Body Dysmorphia
Body love is a tricky thing.
It used to just be the neighbors and coworkers you could compare yourself to. And at that time there were probably still abundant insecurities.
My two main sources of fitness are running and CrossFit. Now with social media I can compare my body with other runners and CrossFitters across the globe. And let me just tell you, I don't fit either mold. I'm not thin enough for it to be obvious I'm a runner or muscular enough for it to be obvious I'm a CrossFitter.
Because I don't believe in putting myself in a box, I can recognize it feels freeing that there is no box I fit in to.
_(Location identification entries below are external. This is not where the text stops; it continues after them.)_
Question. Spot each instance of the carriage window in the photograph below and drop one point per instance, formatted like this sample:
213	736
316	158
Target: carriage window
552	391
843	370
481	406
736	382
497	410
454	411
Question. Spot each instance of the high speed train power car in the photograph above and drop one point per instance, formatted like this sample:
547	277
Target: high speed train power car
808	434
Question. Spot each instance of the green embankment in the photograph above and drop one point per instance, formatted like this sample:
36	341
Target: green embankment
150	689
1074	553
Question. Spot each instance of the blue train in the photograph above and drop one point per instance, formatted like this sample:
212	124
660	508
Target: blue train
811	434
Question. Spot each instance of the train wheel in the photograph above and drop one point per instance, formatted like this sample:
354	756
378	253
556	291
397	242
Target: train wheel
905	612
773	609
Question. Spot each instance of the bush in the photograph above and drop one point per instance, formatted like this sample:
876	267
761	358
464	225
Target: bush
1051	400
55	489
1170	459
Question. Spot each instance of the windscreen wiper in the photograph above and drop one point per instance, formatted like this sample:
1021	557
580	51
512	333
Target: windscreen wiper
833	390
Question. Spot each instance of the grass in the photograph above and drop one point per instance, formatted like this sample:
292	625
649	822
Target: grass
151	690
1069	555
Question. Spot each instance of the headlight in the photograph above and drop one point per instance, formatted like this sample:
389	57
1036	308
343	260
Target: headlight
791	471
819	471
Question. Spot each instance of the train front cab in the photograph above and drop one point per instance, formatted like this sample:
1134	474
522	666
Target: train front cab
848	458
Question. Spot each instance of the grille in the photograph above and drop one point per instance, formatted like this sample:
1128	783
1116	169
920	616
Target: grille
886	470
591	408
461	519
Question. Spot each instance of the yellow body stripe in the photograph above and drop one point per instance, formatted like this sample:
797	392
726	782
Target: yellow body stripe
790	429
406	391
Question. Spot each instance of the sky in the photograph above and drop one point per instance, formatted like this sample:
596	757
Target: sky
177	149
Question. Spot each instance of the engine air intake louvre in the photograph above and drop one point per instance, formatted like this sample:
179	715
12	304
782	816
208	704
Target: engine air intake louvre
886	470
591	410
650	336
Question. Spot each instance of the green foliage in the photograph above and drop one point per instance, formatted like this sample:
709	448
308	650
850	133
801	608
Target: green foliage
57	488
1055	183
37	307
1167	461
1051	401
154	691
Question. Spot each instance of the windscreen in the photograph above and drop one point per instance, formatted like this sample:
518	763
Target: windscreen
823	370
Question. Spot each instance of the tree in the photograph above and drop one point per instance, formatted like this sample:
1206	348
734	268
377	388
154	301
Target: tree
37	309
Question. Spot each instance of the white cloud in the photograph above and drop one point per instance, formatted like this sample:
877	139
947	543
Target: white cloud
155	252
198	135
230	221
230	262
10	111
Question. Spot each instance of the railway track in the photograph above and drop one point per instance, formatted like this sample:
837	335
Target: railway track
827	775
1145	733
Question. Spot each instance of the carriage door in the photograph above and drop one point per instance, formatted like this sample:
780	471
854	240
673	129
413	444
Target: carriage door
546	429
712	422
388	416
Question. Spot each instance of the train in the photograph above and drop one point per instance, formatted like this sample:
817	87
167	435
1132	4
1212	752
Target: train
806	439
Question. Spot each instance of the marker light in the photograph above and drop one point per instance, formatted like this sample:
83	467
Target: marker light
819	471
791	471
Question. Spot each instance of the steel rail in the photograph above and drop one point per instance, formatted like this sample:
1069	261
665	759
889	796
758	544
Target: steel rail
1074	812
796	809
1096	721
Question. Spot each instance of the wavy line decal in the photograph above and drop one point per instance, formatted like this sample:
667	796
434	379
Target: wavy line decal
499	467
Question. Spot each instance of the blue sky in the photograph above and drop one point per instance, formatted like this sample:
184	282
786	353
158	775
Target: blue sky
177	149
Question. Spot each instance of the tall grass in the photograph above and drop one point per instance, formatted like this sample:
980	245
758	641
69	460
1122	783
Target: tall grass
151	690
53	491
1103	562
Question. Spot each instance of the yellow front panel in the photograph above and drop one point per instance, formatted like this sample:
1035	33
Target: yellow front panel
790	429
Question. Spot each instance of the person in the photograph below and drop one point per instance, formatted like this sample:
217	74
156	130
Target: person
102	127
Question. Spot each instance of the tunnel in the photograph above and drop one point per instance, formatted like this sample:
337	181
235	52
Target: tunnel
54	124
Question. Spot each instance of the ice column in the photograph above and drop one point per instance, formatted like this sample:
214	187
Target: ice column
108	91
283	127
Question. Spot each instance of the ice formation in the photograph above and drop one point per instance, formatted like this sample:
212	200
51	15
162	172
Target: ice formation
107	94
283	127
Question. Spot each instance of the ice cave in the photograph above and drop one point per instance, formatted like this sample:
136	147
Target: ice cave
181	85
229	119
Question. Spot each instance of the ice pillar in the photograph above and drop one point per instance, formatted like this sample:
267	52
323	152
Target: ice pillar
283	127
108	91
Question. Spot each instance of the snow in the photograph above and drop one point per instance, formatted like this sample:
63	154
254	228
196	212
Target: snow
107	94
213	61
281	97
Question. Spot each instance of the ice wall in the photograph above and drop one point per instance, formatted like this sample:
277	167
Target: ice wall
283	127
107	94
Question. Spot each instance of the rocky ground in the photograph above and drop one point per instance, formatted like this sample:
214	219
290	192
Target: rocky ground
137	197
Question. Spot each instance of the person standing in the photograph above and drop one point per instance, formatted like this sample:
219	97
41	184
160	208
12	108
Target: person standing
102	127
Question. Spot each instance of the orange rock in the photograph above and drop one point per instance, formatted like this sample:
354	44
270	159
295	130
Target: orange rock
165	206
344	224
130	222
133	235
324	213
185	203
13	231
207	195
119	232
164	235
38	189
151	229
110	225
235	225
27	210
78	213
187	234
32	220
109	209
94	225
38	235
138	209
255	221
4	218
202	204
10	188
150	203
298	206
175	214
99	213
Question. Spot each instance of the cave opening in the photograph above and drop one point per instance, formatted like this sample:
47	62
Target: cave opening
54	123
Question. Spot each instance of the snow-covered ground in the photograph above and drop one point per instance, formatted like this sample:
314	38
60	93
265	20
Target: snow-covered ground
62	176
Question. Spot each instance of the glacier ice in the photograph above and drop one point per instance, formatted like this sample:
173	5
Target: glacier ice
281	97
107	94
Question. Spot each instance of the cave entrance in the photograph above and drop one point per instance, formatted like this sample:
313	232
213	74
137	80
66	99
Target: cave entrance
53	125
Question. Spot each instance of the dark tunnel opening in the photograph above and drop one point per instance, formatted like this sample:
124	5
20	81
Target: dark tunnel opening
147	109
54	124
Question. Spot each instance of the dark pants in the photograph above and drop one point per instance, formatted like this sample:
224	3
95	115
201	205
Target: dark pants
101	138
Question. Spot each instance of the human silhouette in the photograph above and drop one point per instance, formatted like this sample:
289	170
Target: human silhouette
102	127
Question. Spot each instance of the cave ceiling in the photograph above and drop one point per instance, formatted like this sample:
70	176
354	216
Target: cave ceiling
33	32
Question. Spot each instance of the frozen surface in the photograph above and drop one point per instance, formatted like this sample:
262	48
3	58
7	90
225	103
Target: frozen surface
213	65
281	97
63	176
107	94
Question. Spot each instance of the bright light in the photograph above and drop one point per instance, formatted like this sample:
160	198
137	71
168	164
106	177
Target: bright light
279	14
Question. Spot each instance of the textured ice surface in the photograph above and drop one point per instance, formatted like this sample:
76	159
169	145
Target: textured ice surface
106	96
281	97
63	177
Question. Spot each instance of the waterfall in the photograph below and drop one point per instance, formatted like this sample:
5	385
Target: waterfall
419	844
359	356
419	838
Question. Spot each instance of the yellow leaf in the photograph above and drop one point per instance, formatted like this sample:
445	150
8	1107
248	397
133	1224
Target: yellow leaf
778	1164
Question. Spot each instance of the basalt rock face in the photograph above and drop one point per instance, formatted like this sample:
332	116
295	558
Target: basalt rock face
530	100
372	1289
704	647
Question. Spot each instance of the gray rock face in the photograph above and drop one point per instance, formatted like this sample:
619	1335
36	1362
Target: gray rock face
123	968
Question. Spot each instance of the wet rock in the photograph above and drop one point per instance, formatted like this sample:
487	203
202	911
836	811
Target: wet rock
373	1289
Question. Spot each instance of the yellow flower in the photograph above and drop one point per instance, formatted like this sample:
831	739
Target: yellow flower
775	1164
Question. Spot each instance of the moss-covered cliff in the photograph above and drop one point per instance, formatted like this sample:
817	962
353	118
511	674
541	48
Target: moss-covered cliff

Pre-therapy Nowelle struggled with orthorexia: an eating disorder which is an obsession of consuming healthy things. I didn't realize how easy it was for me to fall in to until I got a nutrition coach. The basics were - count your grams of carbs, fat, and protein for the day. During this time we also did CrossFit for 1.5 hours/day. I saw improvements quickly. We had to cut back on our expenses because I lost my income briefly due to the COVID-19 quarantine protocols. That meant eating only at home, using the veggies we got weekly from the farmers market, and cutting out superfluous expenses like snacks (which mainly involved processed foods). I lost 18 pounds over the span of 6 months. The most incredible part of that was it still remains the longest I haven't weight cycled afterwards - 10 pounds gained over one month, 10 pounds lost the next month. And it was all fat loss, so I started to love how my body looked. I gained muscle and still lost multiple percentage points of fat.
However, as an intense person, when I have a little progress I can get obsessed with seeing even more progress. I started to get anxiety about entering my foods in to MyFitnessPal. I felt down on myself if I didn't hit my percentages perfectly of each food type. I actually started to fatigue quicker because I went for the "easy" sources of carbs the more tired I became of tracking foods - that might include two large bowls of watermelon every day. Fructose is a sugar my body has trouble metabolizing so I was making it harder on myself. But I had to hit my goals…
One whole week I became so tired I was barely able to work out and couldn't bring myself to enter my foods to meet with my nutrition coach. My energy slowly ticked up a notch. Now I was also deeply in burnout at the time, so it wasn't all the tracking and foods to blame.
I would skip a couple days of tracking and take a couple more rest days per week, and my energy level, while still low, was now tolerable. That's how I came to intuitive eating - not tracking, instead listening to my body and what it felt like eating at the time. My weight still maintained and my distribution of it was still pleasing to me.
I quit tracking my foods altogether, only resuming when marathon training (3 years later) for a few weeks to ensure I was getting enough carbs to fuel the exercise level I maintained. I stopped weighing myself. I probably get on the scale once every six months. At the time I was tracking, I had to stop myself from weighing in more than once a week.
I came to realize: I demand a lot of my body, and being obsessed with what goes in it is not treating it well. There are absolutely foods I should stay away from since I have food sensitivities, but the obsession of it was causing more stress on my body. If I wanted it to continue to perform at a high level, maybe I should start listening to what it was asking of me. One thing it asked was that I love my body AS IT IS.
Now, that still can be hard to do when my weight is up by even two pounds (because yes I can tell that difference by looking in the mirror and don't need to see it on the scale). But then I remind myself, you work really hard. Maybe your weight is up because you've pushed it too hard - your inflammation may be up. You may have had some hidden source of dairy in your foods yesterday so it's causing you to bloat. Bottom line I give my body grace and love it whether it maintains or fluctuates.
While I know this isn't an easy task, I work hard to get the body I have. I might as well enjoy every piece of it.